Author: Simon Broughton
View album and artist detailsArtist/band: |
Amjad, Amaan & Ayaan Ali Khan & Elmira Darvarova |
Label: |
Affetto Recordings |
Magazine Review Date: |
Aug/Sep/2016 |
Ever since Ravi Shankar and Yehudi Menuhin recorded the violin and sitar duos of West Meets East in the 1960s, there have been attempts to combine the classical traditions of Western and Indian music in different ways. This new album brings together leading sarod player Amjad Ali Khan (and his sons Amaan and Ayaan) with Bulgarian violinist Elmira Darvarova, who started playing at the age of three and was leader of the Metropolitan Opera Orchestra in New York.
Most of the titles are composed by Amjad and grow out of the Indian tradition. The opening piece, ‘Singing Angels’, is an exploration of a raga from South India alternating between sarod and violin. The raga is similar to a Western European mode, but it clearly demonstrates Darvarova's ability in Indian-style improvisation. The two instruments have their very different flavours and don’t really combine; the same is true of the following ‘Sacred Evening’, until they join in the last section. Things get much more interesting when sarod and violin are working together more intrinsically, in the short, dance-like ‘Love Avalanche’ and extensive and virtuoso final composition ‘By the Moon’.
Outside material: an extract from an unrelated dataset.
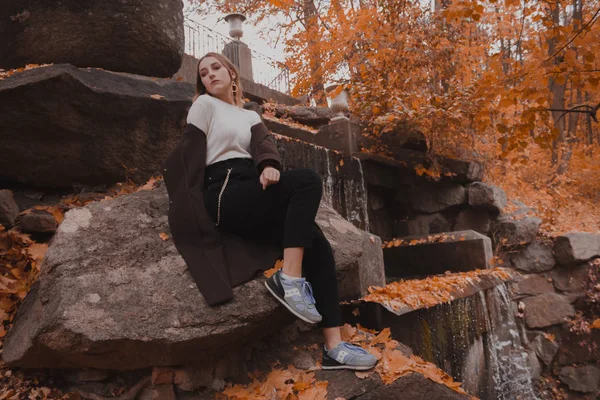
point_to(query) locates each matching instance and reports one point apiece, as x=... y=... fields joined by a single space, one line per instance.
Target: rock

It's impossible to know when it's Amjad or his sons playing, although one gets a sense of different sarod voices in ‘The Himachal Valley’. There's also ‘Distant Dreams’, a violin piece drawing on Darvarova's native Bulgarian traditions, but the standout track is ‘Serene Dawn’, for sarod and tabla (played by Anubrata Chatterjee), which is in the gloriously exotic ‘Raga Lalit’; it takes you to another world.